You probably haven’t been able to miss coverage of Lacoste’s unsuccessful attempt to oppose a dental practice’s application to register a crocodile device, together with the words ‘The Dental Practice’, but the reasoning of the decision demands a closer look.

The first thing to note is that this was an Art.5(2)(b) opposition, i.e. Lacoste was claiming similarity of goods. It seems that they have a registration for ‘medical services’ in Class 44, which the IPKat finds a little disturbing. Ever the dapper feline, he usually tries not to confuse his dentist with his tailor.

The Appointed Person, Professor Ruth Annand, was asked by Lacoste to find that the words ‘The Dental Practice’ were wholly descriptive, and therefore should have been ignored in comparing the marks, leaving a crocodile for crocodile comparison.

Professor Annand found that this was not the correct approach. One has to distinguish between descriptiveness and similarity of marks. In assessing similarity, the marks must be compared overall. Distinctive elements of a mark will not make it more or less similar to other marks, although the distinctiveness of the mark as a whole may expand its scope of protection.

It was true that the words in the applied for mark were descriptive. Ordinarily, but not inevitably, descriptive elements will not be dominant. However, the Hearing Officer was entitled to find in this case that they were dominant. This, together with the differences between the two crocodile devices, meant that the Hearing Officer was entitled to find that the two marks, when taken as a whole, were not similar.

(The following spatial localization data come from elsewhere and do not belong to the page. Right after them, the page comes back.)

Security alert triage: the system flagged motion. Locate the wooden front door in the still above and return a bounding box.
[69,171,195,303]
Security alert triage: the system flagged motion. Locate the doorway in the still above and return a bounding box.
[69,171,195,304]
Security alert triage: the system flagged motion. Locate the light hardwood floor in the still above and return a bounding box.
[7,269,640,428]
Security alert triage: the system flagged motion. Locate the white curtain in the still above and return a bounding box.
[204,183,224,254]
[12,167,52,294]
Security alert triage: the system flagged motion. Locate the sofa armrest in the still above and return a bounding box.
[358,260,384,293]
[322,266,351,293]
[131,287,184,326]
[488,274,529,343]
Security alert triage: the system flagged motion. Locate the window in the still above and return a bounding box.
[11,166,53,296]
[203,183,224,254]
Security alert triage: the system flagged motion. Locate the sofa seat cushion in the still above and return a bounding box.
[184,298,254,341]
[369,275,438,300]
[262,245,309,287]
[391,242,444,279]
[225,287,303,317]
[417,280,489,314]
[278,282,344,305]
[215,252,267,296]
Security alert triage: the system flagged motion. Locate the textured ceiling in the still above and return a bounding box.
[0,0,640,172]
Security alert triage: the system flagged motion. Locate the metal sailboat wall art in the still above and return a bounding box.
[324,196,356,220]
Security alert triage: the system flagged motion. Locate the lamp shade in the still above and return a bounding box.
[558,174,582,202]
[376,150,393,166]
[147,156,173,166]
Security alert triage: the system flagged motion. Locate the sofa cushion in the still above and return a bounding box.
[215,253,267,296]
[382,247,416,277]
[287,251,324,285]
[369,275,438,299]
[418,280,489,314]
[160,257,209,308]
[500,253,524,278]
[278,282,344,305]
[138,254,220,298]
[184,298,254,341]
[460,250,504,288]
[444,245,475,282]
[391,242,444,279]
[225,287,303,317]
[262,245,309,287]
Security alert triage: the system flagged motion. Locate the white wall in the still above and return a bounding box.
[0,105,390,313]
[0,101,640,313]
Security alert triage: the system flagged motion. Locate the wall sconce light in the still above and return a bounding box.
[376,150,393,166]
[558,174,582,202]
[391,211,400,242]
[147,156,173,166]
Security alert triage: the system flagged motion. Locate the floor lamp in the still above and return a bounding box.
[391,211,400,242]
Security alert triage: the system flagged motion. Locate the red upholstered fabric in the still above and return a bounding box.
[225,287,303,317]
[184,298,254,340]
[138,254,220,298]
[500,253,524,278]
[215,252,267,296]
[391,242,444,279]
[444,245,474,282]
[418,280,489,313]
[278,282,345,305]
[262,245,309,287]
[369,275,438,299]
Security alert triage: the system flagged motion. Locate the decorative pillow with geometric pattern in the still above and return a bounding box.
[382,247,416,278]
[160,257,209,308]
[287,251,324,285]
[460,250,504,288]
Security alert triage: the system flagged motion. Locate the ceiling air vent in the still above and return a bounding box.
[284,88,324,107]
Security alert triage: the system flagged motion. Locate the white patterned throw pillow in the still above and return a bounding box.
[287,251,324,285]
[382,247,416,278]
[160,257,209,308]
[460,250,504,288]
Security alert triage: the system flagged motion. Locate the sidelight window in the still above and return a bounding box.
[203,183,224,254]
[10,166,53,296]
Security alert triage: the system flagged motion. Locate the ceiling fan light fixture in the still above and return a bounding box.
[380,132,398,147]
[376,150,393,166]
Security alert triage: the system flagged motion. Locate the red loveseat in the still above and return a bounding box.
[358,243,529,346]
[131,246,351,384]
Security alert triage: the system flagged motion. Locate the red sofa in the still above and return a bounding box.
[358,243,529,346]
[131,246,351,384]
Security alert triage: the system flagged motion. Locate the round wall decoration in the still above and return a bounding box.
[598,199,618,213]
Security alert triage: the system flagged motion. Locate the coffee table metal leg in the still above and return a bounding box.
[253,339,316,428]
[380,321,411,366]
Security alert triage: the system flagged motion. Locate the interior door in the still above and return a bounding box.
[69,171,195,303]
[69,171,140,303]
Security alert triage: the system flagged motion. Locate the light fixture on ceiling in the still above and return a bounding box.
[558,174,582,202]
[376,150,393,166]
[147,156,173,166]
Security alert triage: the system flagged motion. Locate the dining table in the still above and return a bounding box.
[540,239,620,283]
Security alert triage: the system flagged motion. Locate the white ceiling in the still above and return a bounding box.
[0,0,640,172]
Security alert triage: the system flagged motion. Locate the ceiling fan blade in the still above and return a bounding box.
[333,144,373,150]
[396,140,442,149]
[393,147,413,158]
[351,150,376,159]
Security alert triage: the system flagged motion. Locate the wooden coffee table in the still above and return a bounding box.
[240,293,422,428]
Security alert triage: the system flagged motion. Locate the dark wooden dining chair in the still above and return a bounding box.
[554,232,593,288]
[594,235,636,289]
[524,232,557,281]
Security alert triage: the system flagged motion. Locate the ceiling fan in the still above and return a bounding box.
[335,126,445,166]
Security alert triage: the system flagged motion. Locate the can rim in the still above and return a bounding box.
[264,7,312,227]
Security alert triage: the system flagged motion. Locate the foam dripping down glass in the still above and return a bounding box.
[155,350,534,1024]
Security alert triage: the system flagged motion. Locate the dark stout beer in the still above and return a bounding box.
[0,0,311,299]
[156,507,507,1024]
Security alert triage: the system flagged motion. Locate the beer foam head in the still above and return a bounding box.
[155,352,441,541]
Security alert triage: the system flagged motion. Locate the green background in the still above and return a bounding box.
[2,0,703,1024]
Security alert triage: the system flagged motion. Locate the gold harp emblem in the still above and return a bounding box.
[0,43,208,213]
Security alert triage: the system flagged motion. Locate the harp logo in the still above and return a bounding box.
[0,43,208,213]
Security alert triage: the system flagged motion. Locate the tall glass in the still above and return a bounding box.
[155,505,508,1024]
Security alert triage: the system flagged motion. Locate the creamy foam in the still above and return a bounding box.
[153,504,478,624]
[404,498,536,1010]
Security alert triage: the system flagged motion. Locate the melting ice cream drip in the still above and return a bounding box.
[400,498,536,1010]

The IPKat wonders if the Appointed Person has gone a bit far here. Granted, the ECJ has told us to look at marks as a whole, but it has also told us that we can take their distinctive and dominant elements into account. It must be a very rare case where a descriptive term will also be dominant. Having said that, she was exercising what is essentially a reviewing function, and so once she found that in some, probably rare, cases the descriptive element could dominate, it was hard for her to find that the Hearing Officer’s decision was clearly wrong. What’s missing though from the decision is the underlying issue – can a company really claim a monopoly in all depictions of a particular animal?